All the flavors of summer wrapped up in this stunning terrine.
Yield: 4-6 servings
1/3 cup sugar
½ cup orange-flavored liqueur
2 tbsp fresh lemon juice
2 tbsp unflavored gelatin powder
8 oz (225g) raspberries
4 oz (115g) red currants, stemmed
5 oz (140g) blueberries
8 oz (225g) strawberries, quartered
9 × 5in nonstick loaf pan
1. Bring 2 cups water and the sugar to a simmer in a saucepan over low heat, stirring to dissolve the sugar. Increase the heat to high and boil 1–2 minutes to reduce slightly. Let cool 5 minutes, then stir in the liqueur and lemon juice.
2. Sprinkle the gelatin over ½ cup cold water in a small heatproof bowl. Let stand about 5 minutes, until spongy. Place the bowl in a frying pan of simmering water and stir until the gelatin dissolves. Stir into the syrup.
3. Place a 9 × 5in (22 × 13cm) nonstick loaf pan in a roasting pan. Add enough ice water to come halfway up the sides of the loaf pan. Scatter the raspberries in the bottom of the loaf pan. Add enough of the gelatin mixture to cover. Let set.

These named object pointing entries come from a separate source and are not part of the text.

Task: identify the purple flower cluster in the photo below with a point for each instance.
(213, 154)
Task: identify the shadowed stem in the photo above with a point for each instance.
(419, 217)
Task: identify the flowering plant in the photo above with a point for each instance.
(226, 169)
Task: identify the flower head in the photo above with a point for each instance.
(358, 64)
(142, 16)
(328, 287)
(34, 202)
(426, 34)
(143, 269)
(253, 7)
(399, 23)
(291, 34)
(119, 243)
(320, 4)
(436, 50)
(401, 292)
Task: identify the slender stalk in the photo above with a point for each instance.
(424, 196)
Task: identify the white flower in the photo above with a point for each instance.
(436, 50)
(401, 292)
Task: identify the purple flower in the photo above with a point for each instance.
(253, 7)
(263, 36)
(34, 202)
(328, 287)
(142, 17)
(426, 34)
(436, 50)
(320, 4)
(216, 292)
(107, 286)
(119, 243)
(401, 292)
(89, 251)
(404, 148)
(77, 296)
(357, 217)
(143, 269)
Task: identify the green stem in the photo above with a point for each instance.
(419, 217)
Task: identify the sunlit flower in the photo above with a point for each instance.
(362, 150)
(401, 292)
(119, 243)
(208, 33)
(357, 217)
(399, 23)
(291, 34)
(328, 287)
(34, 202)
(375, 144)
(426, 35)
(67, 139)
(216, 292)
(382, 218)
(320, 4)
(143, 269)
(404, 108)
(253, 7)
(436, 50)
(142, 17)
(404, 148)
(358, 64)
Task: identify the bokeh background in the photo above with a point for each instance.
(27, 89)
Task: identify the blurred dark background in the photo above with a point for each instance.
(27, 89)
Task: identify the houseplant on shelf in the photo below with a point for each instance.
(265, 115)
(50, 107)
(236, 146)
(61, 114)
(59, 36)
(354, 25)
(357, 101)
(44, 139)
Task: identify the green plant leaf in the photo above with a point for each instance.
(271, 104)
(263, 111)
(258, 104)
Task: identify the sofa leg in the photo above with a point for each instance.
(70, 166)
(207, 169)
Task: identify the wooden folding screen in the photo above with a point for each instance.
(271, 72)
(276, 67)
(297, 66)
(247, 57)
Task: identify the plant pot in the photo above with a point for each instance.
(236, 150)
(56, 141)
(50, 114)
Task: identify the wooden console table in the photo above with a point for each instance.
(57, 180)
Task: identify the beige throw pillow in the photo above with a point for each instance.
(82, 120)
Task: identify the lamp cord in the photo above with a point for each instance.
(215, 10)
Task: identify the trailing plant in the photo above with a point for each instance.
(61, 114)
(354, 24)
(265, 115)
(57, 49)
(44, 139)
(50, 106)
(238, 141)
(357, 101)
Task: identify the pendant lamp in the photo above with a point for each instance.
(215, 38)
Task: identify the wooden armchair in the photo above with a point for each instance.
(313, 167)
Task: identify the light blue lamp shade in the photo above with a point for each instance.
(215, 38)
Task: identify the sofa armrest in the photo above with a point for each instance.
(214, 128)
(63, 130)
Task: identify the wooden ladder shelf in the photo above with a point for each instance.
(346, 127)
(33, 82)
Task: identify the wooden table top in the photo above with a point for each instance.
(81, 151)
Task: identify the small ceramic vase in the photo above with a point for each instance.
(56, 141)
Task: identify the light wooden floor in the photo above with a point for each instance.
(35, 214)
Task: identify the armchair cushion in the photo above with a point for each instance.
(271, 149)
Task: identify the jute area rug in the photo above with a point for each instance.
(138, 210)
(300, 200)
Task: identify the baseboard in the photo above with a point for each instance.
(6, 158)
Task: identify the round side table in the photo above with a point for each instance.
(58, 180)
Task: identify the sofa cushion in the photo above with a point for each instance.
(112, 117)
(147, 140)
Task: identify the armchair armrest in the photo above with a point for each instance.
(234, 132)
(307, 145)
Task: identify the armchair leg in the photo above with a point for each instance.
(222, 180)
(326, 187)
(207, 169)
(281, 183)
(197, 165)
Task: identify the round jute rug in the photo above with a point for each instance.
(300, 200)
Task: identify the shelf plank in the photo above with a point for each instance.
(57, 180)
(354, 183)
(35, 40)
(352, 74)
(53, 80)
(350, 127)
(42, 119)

4. Sprinkle the red currants and blueberries over the raspberry layer, and add enough of the gelatin mixture to cover. Let this layer set. Finally, add a layer of strawberries and pour in the remaining gelatin mixture. Remove the loaf pan from the water. Cover and refrigerate until completely set, at least 3 hours (preferably 8 hours).
5. Dip the loaf pan in a bowl of hot water for a few seconds. Invert and unmold the terrine onto a platter. Serve chilled.
The terrine must be refrigerated for at least 3 hours before serving. Good with additional berries and whipped cream or creme fraiche.
Leftovers can be used in trifles or sliced and served cold alongside poultry dishes.